The EFF then asked the U.S. Supreme Court to take up the case.
Our Position: The Supreme Court should recognize that the programs challenged in the plaintiffs’ complaint threaten the freedom of the press and should be reviewed.
- The surveillance programs at issue in this case threaten the confidentiality of reporter-source relationships vital to the free press.
- The mass surveillance programs at issue in this case can circumvent the government’s own safeguards protecting reporter-source confidentiality and the free press.

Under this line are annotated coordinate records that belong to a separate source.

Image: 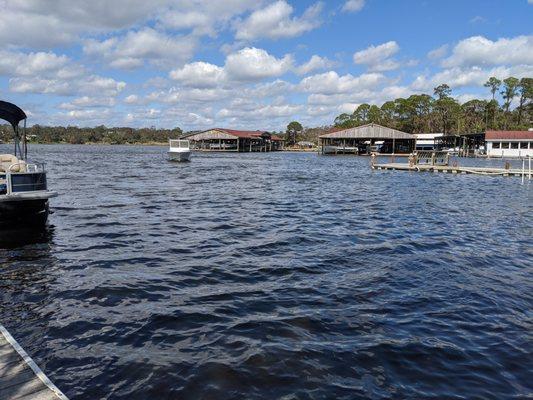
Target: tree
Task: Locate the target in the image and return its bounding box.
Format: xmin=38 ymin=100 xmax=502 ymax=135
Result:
xmin=518 ymin=78 xmax=533 ymax=125
xmin=483 ymin=76 xmax=502 ymax=100
xmin=500 ymin=76 xmax=520 ymax=112
xmin=368 ymin=105 xmax=381 ymax=124
xmin=433 ymin=83 xmax=452 ymax=99
xmin=287 ymin=121 xmax=304 ymax=146
xmin=353 ymin=103 xmax=370 ymax=126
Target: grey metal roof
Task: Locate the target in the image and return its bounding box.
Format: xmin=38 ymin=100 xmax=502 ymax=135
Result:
xmin=320 ymin=124 xmax=416 ymax=140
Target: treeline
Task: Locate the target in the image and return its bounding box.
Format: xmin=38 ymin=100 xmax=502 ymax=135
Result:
xmin=334 ymin=77 xmax=533 ymax=134
xmin=0 ymin=125 xmax=183 ymax=144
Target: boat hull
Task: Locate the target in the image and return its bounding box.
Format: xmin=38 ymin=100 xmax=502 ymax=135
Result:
xmin=0 ymin=199 xmax=49 ymax=228
xmin=168 ymin=151 xmax=191 ymax=162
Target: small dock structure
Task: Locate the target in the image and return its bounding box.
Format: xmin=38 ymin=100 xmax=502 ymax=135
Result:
xmin=485 ymin=131 xmax=533 ymax=158
xmin=0 ymin=324 xmax=68 ymax=400
xmin=370 ymin=151 xmax=532 ymax=181
xmin=182 ymin=128 xmax=284 ymax=153
xmin=319 ymin=124 xmax=416 ymax=155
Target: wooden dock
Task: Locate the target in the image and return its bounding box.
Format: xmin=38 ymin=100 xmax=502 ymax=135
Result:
xmin=0 ymin=324 xmax=68 ymax=400
xmin=371 ymin=163 xmax=531 ymax=179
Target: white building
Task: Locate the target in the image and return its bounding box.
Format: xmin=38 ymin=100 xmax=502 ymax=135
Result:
xmin=485 ymin=131 xmax=533 ymax=157
xmin=413 ymin=133 xmax=444 ymax=150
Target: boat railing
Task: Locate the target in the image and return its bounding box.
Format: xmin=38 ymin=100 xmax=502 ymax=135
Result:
xmin=0 ymin=161 xmax=47 ymax=195
xmin=169 ymin=139 xmax=190 ymax=149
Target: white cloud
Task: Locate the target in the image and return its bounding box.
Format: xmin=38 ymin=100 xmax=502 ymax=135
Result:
xmin=83 ymin=28 xmax=196 ymax=69
xmin=0 ymin=50 xmax=84 ymax=78
xmin=0 ymin=0 xmax=170 ymax=48
xmin=442 ymin=36 xmax=533 ymax=68
xmin=9 ymin=75 xmax=126 ymax=96
xmin=342 ymin=0 xmax=365 ymax=12
xmin=169 ymin=61 xmax=225 ymax=88
xmin=124 ymin=94 xmax=141 ymax=104
xmin=158 ymin=0 xmax=263 ymax=37
xmin=295 ymin=54 xmax=335 ymax=75
xmin=224 ymin=47 xmax=294 ymax=81
xmin=353 ymin=41 xmax=400 ymax=71
xmin=235 ymin=0 xmax=323 ymax=40
xmin=428 ymin=44 xmax=449 ymax=60
xmin=299 ymin=71 xmax=386 ymax=95
xmin=59 ymin=96 xmax=116 ymax=110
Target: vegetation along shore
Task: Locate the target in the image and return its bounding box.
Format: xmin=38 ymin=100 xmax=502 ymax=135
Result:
xmin=0 ymin=77 xmax=533 ymax=146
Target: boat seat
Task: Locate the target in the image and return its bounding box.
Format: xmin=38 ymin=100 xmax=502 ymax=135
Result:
xmin=0 ymin=154 xmax=26 ymax=172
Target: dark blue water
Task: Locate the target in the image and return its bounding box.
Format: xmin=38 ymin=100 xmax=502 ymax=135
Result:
xmin=0 ymin=146 xmax=533 ymax=400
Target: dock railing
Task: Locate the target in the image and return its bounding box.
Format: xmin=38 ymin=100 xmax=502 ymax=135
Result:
xmin=409 ymin=150 xmax=450 ymax=166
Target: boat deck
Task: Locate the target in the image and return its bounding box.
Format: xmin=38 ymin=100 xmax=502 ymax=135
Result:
xmin=372 ymin=163 xmax=528 ymax=176
xmin=0 ymin=324 xmax=68 ymax=400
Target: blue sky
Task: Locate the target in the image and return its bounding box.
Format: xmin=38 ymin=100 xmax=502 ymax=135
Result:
xmin=0 ymin=0 xmax=533 ymax=130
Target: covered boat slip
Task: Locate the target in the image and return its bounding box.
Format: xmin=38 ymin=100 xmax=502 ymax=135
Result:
xmin=319 ymin=124 xmax=416 ymax=154
xmin=183 ymin=128 xmax=283 ymax=152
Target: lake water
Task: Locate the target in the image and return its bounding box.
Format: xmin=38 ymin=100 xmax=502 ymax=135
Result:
xmin=0 ymin=145 xmax=533 ymax=400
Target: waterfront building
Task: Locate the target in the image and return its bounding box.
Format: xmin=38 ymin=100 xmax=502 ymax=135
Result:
xmin=414 ymin=133 xmax=444 ymax=150
xmin=485 ymin=130 xmax=533 ymax=157
xmin=319 ymin=124 xmax=416 ymax=154
xmin=182 ymin=128 xmax=283 ymax=152
xmin=435 ymin=132 xmax=485 ymax=157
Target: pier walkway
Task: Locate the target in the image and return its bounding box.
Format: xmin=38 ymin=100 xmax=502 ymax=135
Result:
xmin=0 ymin=324 xmax=68 ymax=400
xmin=372 ymin=163 xmax=531 ymax=179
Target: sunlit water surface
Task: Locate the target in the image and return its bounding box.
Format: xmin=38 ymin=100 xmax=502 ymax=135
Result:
xmin=0 ymin=145 xmax=533 ymax=399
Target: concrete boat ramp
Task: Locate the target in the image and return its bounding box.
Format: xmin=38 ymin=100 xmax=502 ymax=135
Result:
xmin=0 ymin=324 xmax=68 ymax=400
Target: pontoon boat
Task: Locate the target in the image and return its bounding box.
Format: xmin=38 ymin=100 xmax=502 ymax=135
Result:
xmin=0 ymin=101 xmax=57 ymax=228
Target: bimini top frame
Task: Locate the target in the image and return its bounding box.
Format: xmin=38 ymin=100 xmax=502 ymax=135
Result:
xmin=0 ymin=100 xmax=28 ymax=160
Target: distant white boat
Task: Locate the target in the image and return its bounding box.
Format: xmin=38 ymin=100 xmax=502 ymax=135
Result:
xmin=168 ymin=139 xmax=191 ymax=161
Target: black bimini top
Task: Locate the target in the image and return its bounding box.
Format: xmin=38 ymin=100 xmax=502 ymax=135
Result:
xmin=0 ymin=100 xmax=26 ymax=128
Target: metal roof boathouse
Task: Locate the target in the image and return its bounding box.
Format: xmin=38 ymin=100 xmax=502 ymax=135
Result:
xmin=319 ymin=124 xmax=416 ymax=154
xmin=184 ymin=128 xmax=283 ymax=152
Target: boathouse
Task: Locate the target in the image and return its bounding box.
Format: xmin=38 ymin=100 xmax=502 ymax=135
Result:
xmin=485 ymin=131 xmax=533 ymax=157
xmin=319 ymin=124 xmax=416 ymax=154
xmin=414 ymin=133 xmax=444 ymax=150
xmin=183 ymin=128 xmax=283 ymax=152
xmin=435 ymin=132 xmax=485 ymax=157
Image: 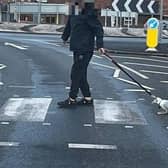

Quote: “Journalists regularly rely on communications with confidential sources to inform their reporting. These sources often need anonymity to confide in journalists without fear that they may — if their identities are revealed — risk prosecution, loss of employment, and even threats to their lives. When the threat of surveillance intrudes on those confidential relationships, it dams the free flow of information, leaving the public with less essential information on the critical issues of the day.”
Related: In 2014, the Reporters Committee, joined by a coalition of 18 news organizations, filed a friend-of-the-court brief in this case with a federal district court in California. The brief argued, among other things, that the federal government’s mass telephone call tracking program is an inherently overbroad system of monitoring and investigation.